95 percent confidence interval:

 6.697684 7.133459

sample estimates:

mean of x mean of y 

 24.78818  17.87261 

Use the output above. In your own words, what was the mean smoking rate for the U.S. in 1997 and the mean rate in 2017, and are these two means statistically different or statistically the same?

Answer 1

Given output:

        Welch Two Sample t-test

data: CurrentSmk1997est and Smokers2017

t = 62.221, df = 5680.6, p-value < 2.2e-16

alternative hypothesis: true difference in means is not equal to 0

95 percent confidence interval:

6.697684 7.133459

sample estimates:

mean of x      mean of y

24.78818     17.87261

Interpretation:

Hypothesis:

Null hypothesis H0: true difference in means is equal to 0

Alternative hypothesis H1: true difference in means is not equal to 0

The mean smoking rate for the U.S. in 1997 (mean x)= 24.78818

The mean smoking rate for the U.S. in 2017 (mean y) = 17.87261

To test the significance of the test:

To test the significance of the test we compare the p-value with given level of significance alpha.

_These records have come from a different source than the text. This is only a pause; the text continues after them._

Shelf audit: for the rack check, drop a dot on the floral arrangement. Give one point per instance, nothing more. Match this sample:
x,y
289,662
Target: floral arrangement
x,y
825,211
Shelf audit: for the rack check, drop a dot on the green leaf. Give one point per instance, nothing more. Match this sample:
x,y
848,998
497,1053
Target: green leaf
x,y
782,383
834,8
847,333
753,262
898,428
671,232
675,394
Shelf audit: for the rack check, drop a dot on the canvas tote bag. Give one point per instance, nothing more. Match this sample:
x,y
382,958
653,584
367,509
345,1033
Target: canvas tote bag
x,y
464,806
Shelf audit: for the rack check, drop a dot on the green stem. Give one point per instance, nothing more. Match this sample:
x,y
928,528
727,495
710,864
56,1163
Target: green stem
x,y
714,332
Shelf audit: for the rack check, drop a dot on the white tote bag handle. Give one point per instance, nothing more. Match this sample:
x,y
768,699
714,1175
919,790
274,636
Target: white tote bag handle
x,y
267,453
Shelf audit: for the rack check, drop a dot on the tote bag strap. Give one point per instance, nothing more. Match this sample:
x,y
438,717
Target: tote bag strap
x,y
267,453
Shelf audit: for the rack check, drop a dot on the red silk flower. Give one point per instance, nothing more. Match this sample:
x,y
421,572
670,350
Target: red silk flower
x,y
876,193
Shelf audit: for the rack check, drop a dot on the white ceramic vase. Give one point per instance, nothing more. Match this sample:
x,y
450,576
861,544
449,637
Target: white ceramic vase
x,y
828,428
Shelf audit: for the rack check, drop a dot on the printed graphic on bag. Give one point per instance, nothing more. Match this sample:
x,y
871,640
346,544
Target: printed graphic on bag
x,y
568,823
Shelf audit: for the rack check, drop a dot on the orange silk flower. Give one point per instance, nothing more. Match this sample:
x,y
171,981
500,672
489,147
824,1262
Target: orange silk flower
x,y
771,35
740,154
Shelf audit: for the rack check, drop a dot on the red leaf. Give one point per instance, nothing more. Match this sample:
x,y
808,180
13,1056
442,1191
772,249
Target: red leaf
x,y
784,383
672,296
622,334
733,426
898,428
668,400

we reject the null hypothesis if p-value < alpha.

(alpha is considered as 0.001, 0.01or 0.05, generally it is given as 0.05)

if p –value <0.05, there is significant difference.

if p –value <0.01, there is highly significant difference.

if p –value <0.001, there is very high significant difference.

Result:

Here the p-value <2.2e-16 i.e. p-value <0.001, therefore we reject the null hypothesis and accept the alternative hypothesis.

Conclusion: The true difference in means is not equal to 0. i.e. There is significant difference between the mean smoking rate for the U.S. in 1997 and the mean rate in 2017.